Nas atuais instalações, empresa não consegue ampliar as atividades como deseja

BENEFICIÁRIA atua no comércio varejista e pretende ampliar as operações e o faturamento

Nos próximos dias, a Câmara de Vereadores vota projeto de lei que concede incentivos para a empresa Valoni L. da Silva e Cia Ltda, que atua no comércio varejista de alimentos e produtos de higiene e limpeza. A iniciativa partiu do poder Executivo e visa permitir a ampliação das atividades, por meio da construção de um novo prédio, maior e adaptado às necessidades do empreendimento. O projeto de lei encaminhado ao Legislativo prevê a concessão de uma área de terras pelo período de dez anos, com possibilidade de prorrogação por mais dez.

Conforme a justificativa da matéria, hoje a Valoni tem faturamento mensal de R$ 270 mil e pretende aumentá-lo para R$ 300 mil. Contudo, para atingir esse resultado, é necessário investir em nova sede. Atualmente, a empresa está situada na Avenida Júlio Renner, no bairro Estação, e gera seis empregos diretos, número que deverá ser ampliado para nove. A área que a Prefeitura deseja ceder tem superfície de 16 mil metros quadrados, está avaliada em R$ 1.341.440,00 e fica na rua Antônio Ignácio de Oliveira Filho, no bairro Aeroclube.

“A Valoni L da Silva e Cia Ltda está na ativa em nosso município desde 1991 e trabalha com revenda para grandes empresas do Estado do Rio Grande do Sul e proximidades”, explica o prefeito Kadu Müller. Ele observa que o terreno pedido está situado perto de uma das principais saídas da cidade, o que facilita muito a logística de transporte da empresa, uma vez que utiliza muitos caminhões e automóveis para as entregas.

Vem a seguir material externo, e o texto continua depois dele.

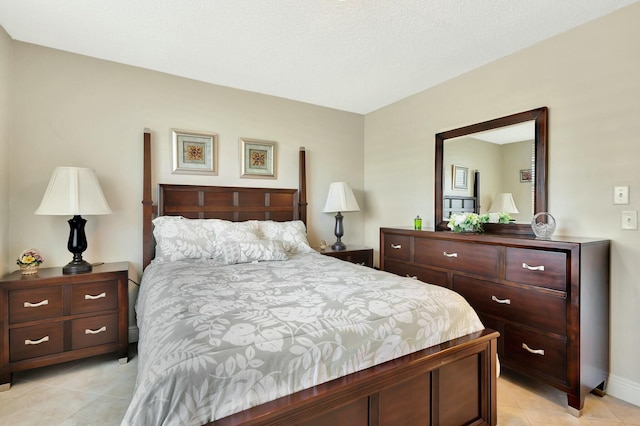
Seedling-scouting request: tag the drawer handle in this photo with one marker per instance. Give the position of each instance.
(90, 297)
(36, 305)
(36, 342)
(533, 351)
(503, 301)
(533, 268)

Como contrapartida ao apoio do poder público, a empresa se prontificou a executar a construção de um espaço destinado aos artesãos e artesãs de Montenegro. O projeto da chamada Casa do Artesão deverá ser apresentado pela beneficiária no prazo máximo de 20 dias após a publicação da lei. A Valoni também se compromete com a execução do projeto elétrico, hidráulico e da planta baixa do imóvel, assim como a construção e a manutenção. O prefeito ressalta que a concessão do terreno está amparada na Lei Municipal 3.739/02, que dispõe sobre a Política de Incentivo ao Desenvolvimento Econômico e Social do Município de Montenegro.

A votação do projeto ainda não tem data definida. De acordo com a assessoria de comunicação da Câmara, os vereadores estão buscando mais algumas informações junto ao Executivo antes de concluir a apreciação.

Saiba mais
– A concessão será de dez anos, prorrogável por mais dez;
– a área só poderá ser usada para a construção de nova sede;
– a empresa terá um ano para iniciar as obras e quatro para concluí-las, após a assinatura do termo de concessão de uso. Além disso, deve gerar três novos empregos no prazo de um ano após a construção;
– a beneficiária assume o compromisso de executar o projeto elétrico, hidráulico e a planta baixa da futura Casa do Artesão, bem como a edificação do prédio, estimado em 56 metros quadrados, com estrutura de madeira e com aberturas laterais. Caberá a ela ainda sua manutenção durante o período da concessão.
– ocorrendo destinação diversa da prevista na Lei, paralisação das atividades pelo período de seis meses ou descumprimento das contrapartidas, o imóvel retorna ao patrimônio do Município, com as suas benfeitorias, sem direito a qualquer indenização.